Nous avons rencontrer plusieurs difficultés qui pourraient être la cause de résultats non optimaux de notre implémentation du SMC sampler :  
- nous n'étions pas sûr que la forme exacte du noyau K 
- de même la forme exacte de $\pi_{LF}(\theta|y)$ n'était pas clair, et cela malgré la consultation de l'article :On sequential Monte Carlo, partial rejection control and approximate Bayesian computation" de G. W. Peters, Y. Fan et S. A. Sisson (November 11, 2009) où ils disent que l'on peut en calculer la forme exacte.
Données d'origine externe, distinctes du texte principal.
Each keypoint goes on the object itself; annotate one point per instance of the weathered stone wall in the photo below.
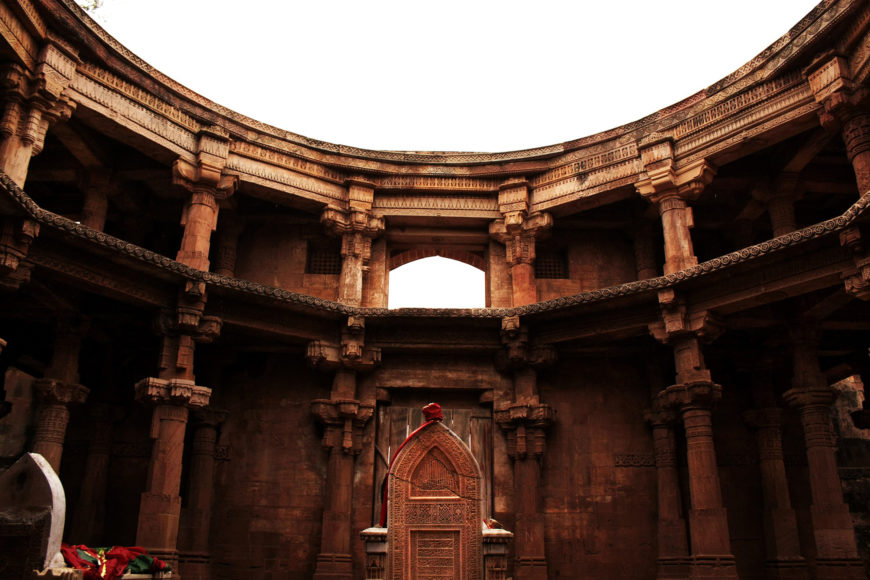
(599, 477)
(269, 494)
(275, 255)
(596, 259)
Comme ils disent que P = 1 dans l'estimation de 
$\pi_{LF}(\theta|y)$ par une somme de 1 à P nous avons donc dit que $\pi_{LF}(\theta|y)\propto \pi(x)\pi(y|x,\theta) $
- autre source possible d'erreur/ralentissement du code : les valeurs prisent par $K_{\epsilon}(\frac{S(y)-S(y)}{\epsilon})/\epsilon$ sont très petites, typiquement $10^{-15}$ par exemple, cela multiplie sans doutes les approximations et autres erreurs de calcul.
- enfin l'étape de resampling déjà mentionnée plus haut, ce qui nous a paru étranges c'est qu'il faut re-sampler (sans remises) N valeurs  en accord avec les poids mais dans une liste de N valeurs, donc on reprend juste toute la liste... Et puis quand bien même ce serait un tirage avec remise, mettre les poids à 1/N entraîne que le $\theta^0_i$ est rejeté à chaque fois car sont poids est trop faible du fait de la def de $\pi_{LF}(\theta|y)$ retenue.